This is a question I've been wondering about for a while now, as I've watched a movement of knitters, cross-stitchers, and seamstresses grow out of the culture of zinesters, scenesters, and lo-fi singer song-writers I've long thought of as my people. "Indie," of course, is short for "independent," but what does it mean to tack the term onto craft? Isn't craft, i.e, the skilled forging of items by hand, already independent, in the sense it implies handmade over mass produced, sold at fairs and boutiques over stocked at Ikea and Home Goods? Ever since John Ruskin and William Morris launched the Arts and Crafts Movement in 19th Century England as an antidote to the anomie and alienation implicit in mass manufacture, craft has been instilled with at least a latent political ideology. It emphasizes self-expression over capitalization, labor for its own sake over working for money, and autonomy over corporate servitude. These, no doubt, are the very attributes that drew indie kids to craft in the first place. It was like a last refuge of indie authenticity once "indie rock" was drafted onto Top-40 Radio and Subaru commercials, indie films starting winning Oscars, and scrappy DIY zines gave way to glossy, mass-readership blogs. Craft is the indie scene's own back to the land movement.

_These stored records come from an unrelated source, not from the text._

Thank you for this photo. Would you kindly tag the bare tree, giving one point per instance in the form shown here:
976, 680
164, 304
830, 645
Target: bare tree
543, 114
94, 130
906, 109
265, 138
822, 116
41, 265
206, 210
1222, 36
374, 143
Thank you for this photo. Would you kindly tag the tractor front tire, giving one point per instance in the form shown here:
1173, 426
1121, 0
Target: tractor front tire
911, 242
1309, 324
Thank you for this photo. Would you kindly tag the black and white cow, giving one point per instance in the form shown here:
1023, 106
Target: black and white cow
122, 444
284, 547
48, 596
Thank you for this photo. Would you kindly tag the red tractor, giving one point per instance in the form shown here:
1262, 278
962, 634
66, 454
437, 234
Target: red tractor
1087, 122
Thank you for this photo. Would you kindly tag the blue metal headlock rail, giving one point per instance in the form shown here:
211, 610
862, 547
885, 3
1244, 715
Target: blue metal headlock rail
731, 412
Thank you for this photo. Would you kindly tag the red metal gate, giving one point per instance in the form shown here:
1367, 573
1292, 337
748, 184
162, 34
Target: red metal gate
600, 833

But what distinguishes indie craft from any other variety of craft, say the pottery sold by velvet-vested beirdos at the Chico farmers markets of my youth, the crystal necklaces bedecking the counters of Northern California New Age supply shops? Why are these crafts not "indie?"
There are three answers I can think of and the first two are essentially aesthetic. First, indie craft is indie because it is produced by people who themselves are recognizably "indie." Here I mean something like "twee," though without the diminutive connotations. Indie craft is craft made by women in thrift store flower dresses and hand-me-down sweaters, men in Weezer glasses and Converse All Stars. Indie craft is craft with the National playing in the background.
Second, indie craft is craft that itself displays an indie aesthetic, an aesthetic, which, as anthropologist Wendy Fonarow describes it, is rooted in childhood nostalgia and a low-grade Anglophilia filtered through the lumberjack utilitarianism of the Pacific Northwest. Indie craft is cutesy and self-consciously nerdy. Indie craft is homespun but ironic. Indie craft is owls and quaint rustic homes, unscary monsters and bold graphic print.
Third, and perhaps most flattering to indie crafters themselves, indie craft is craft that makes its own independence a critical component of its practice. Indie craft is craft that is self-consciously — but unthreateningly — political. It uses recycled materials. It reuses. It upcycles. And it is sold only on a small scale through self-managed media like Etsy, craft fairs, and blogs.
There is only, however, one way to really recognize craft as indie, and that's to go to a fair like Art Star Craft Bazaar, going on right now in Philadelphia, and see for yourself. Indie is not always easy to describe, but it's certainly recognizable.